For the EN-HPP.7 samples and positive controls (Pos.7 and EN.7+), high cell counts (>8 log CFU/mL) were observed throughout the fermentation (Figure 11B). Despite the initial (T = 10 h) significant differences in cell counts between the positive controls and the EN-HPP.7 samples, the differences in counts were no longer significant at T = 10 h and afterward (Table 3). By 24 h, the counts for the EN-HPP.7 samples peaked; these high counts were like those observed for the positive controls at their highest concentrations, both of which occurred at the beginning of the fermentation. By the end of the fermentation (T = 48 h), counts for the EN-HPP.7 samples and the positive controls all fell within a range of 9–10 log CFU/mL (Table 3).

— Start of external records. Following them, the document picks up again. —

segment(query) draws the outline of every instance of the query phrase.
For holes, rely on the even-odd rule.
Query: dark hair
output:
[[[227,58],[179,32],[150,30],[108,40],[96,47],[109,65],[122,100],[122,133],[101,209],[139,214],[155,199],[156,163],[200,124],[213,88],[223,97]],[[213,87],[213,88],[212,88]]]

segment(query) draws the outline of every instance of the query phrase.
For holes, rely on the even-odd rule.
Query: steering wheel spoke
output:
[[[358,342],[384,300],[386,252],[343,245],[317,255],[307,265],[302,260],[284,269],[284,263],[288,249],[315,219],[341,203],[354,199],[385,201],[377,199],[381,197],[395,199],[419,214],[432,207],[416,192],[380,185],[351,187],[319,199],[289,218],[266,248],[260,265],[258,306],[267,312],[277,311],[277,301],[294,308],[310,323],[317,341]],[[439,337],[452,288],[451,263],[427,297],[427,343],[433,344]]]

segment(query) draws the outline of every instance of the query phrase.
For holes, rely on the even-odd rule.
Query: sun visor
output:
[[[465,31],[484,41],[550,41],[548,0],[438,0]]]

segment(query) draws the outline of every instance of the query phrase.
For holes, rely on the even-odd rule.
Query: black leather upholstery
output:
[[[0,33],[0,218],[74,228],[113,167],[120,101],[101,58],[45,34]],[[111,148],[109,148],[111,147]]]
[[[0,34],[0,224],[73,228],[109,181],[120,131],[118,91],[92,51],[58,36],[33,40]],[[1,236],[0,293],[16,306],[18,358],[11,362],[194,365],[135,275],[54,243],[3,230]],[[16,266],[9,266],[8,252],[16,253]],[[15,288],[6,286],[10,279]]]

For applications with protective cultures, future work is needed to assess the inhibitory effect of this system against Clostridium spores. For applications in fermented and probiotic products, future work is needed to examine the effects of longer-term storage on selected culture viability following HPP treatment.

5. Conclusions

Collectively, this work shows that a simple cocoa butter encapsulation system for freeze-dried protective cultures can be used in combination with HPP without detrimental effects on cell viability or acidification capacities. Cocoa butter encapsulation was demonstrated to be a reliable system for preserving the viability and functionality of protective cultures. This was confirmed using both plate enumeration and monitoring of pH change over time. An RSM was utilized to optimize cell viability against several relevant factors during the encapsulation process; the only factor deemed significant was the temperature of the cocoa butter, with lower temperatures yielding higher cell counts. Pre-treatment inoculation period and substrate type were also shown to be nonsignificant factors regarding cell survival. Treatments where protective cultures were used to directly inoculate a substrate without encapsulation were unable to survive HPP. This research may provide an opportunity to overcome the current limitations of HPP in allowing for the production of HPP-treated fermented foods that maintain their probiotic qualities (Figure 2).